While detailed numbers vary by segment, the Q2 2026 disclosure highlighted how higher interest rates and still-resilient demand for retail and commercial loans in Canada and the United States continued to support net interest income, even as provisions for credit losses and regulatory scrutiny remain key watchpoints for the franchise.
The market reaction around the time of the Q2 release appears relatively contained when measured against the strong year-to-date climb in the share price from roughly CAD 129.36 at the beginning of 2026 to over CAD 150 by early June, indicating that a significant portion of earnings expectations may already be reflected in the Toronto-traded stock.
Against this backdrop, the contrast between Jefferies’ Hold rating at CAD 151 and Barclays’ Underweight rating at CAD 140 underscores a degree of debate among analysts over the sustainability of current profitability and valuation levels, even as both firms modestly raised their Canadian-dollar targets after scrutinizing the Q2 2026 results.
Read more
Additional news and developments on the stock can be explored via the linked overview pages.

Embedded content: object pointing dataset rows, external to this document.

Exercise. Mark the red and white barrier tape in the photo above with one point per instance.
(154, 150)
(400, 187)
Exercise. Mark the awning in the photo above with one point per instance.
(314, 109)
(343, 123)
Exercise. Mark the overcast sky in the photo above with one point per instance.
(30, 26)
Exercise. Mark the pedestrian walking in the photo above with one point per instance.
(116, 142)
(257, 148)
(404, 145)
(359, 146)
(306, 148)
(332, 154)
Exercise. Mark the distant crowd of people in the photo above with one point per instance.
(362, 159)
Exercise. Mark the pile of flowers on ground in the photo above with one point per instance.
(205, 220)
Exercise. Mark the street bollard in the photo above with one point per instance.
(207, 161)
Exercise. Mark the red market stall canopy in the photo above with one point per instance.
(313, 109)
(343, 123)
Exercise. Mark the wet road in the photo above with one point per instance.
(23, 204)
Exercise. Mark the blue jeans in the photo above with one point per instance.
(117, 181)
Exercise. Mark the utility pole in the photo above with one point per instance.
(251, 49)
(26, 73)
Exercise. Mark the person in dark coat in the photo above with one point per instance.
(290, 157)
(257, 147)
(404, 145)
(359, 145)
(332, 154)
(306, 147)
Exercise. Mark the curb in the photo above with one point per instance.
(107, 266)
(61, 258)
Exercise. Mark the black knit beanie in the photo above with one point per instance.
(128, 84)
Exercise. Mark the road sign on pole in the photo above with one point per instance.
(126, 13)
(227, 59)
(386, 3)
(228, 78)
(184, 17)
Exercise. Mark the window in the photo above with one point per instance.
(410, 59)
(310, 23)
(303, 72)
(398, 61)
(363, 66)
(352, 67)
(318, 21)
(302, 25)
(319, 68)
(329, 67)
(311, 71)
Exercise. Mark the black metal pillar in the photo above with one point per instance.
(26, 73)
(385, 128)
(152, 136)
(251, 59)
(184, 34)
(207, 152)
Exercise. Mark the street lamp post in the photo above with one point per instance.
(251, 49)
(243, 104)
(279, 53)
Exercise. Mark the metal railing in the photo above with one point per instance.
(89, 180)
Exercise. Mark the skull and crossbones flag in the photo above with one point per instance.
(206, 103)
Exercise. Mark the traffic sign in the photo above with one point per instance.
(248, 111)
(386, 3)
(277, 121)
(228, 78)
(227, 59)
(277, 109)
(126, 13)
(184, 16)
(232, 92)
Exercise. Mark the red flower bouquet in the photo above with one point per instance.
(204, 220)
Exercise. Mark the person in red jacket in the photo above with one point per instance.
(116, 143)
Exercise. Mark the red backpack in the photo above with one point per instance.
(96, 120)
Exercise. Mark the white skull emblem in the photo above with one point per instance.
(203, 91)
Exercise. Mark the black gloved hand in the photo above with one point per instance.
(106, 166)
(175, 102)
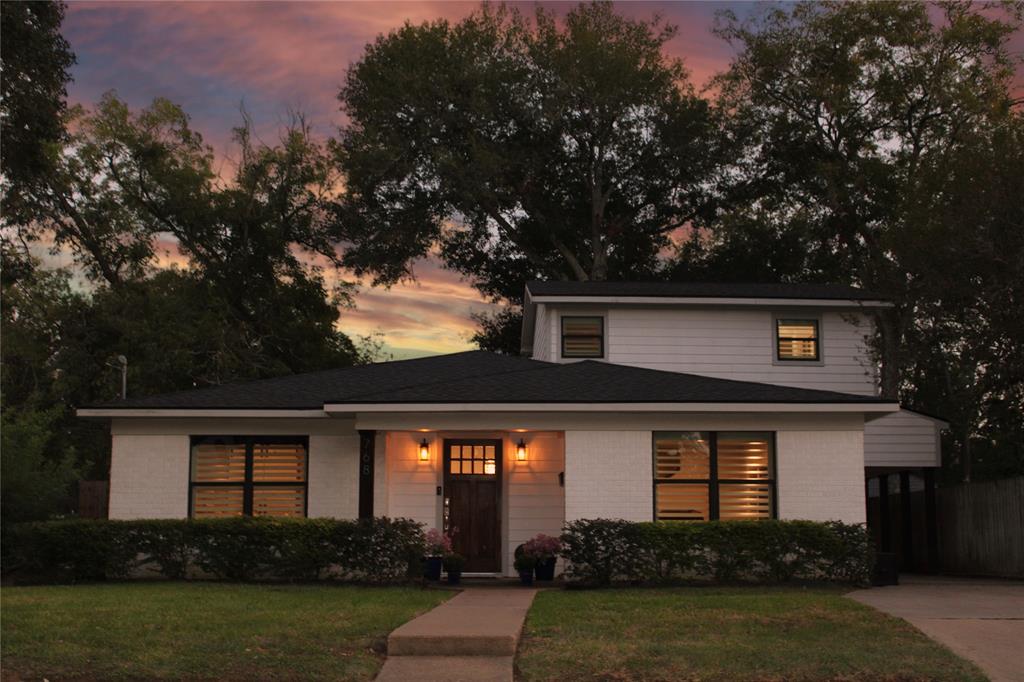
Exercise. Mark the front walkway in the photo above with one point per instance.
(980, 620)
(471, 637)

Sentiment and reactions on Toronto-Dominion Bank
The recent price target changes and Q2 2026 results for Toronto-Dominion Bank have prompted a fresh wave of commentary on social platforms, where users are debating the bank’s valuation, regulatory exposure and income appeal within the Canadian financial sector.
Conclusion
Toronto-Dominion Bank’s share price on the Toronto Stock Exchange has climbed notably in 2026, even as the latest trading session showed a modest pullback from recent highs, reflecting a balance between profit-taking and confidence in the Canadian lender’s earnings power.
The Q2 2026 earnings release, combined with the subsequent target price hikes from Jefferies and Barclays, frames the current debate over how much of the bank’s interest income momentum and credit performance is already priced into the stock, leaving investors to weigh valuation against the macroeconomic and regulatory backdrop in Canada and the United States.
Disclaimer: This article does not constitute investment advice. The comprehensive scope of this informative article was made possible through the use of a.i.. Stocks are volatile financial instruments.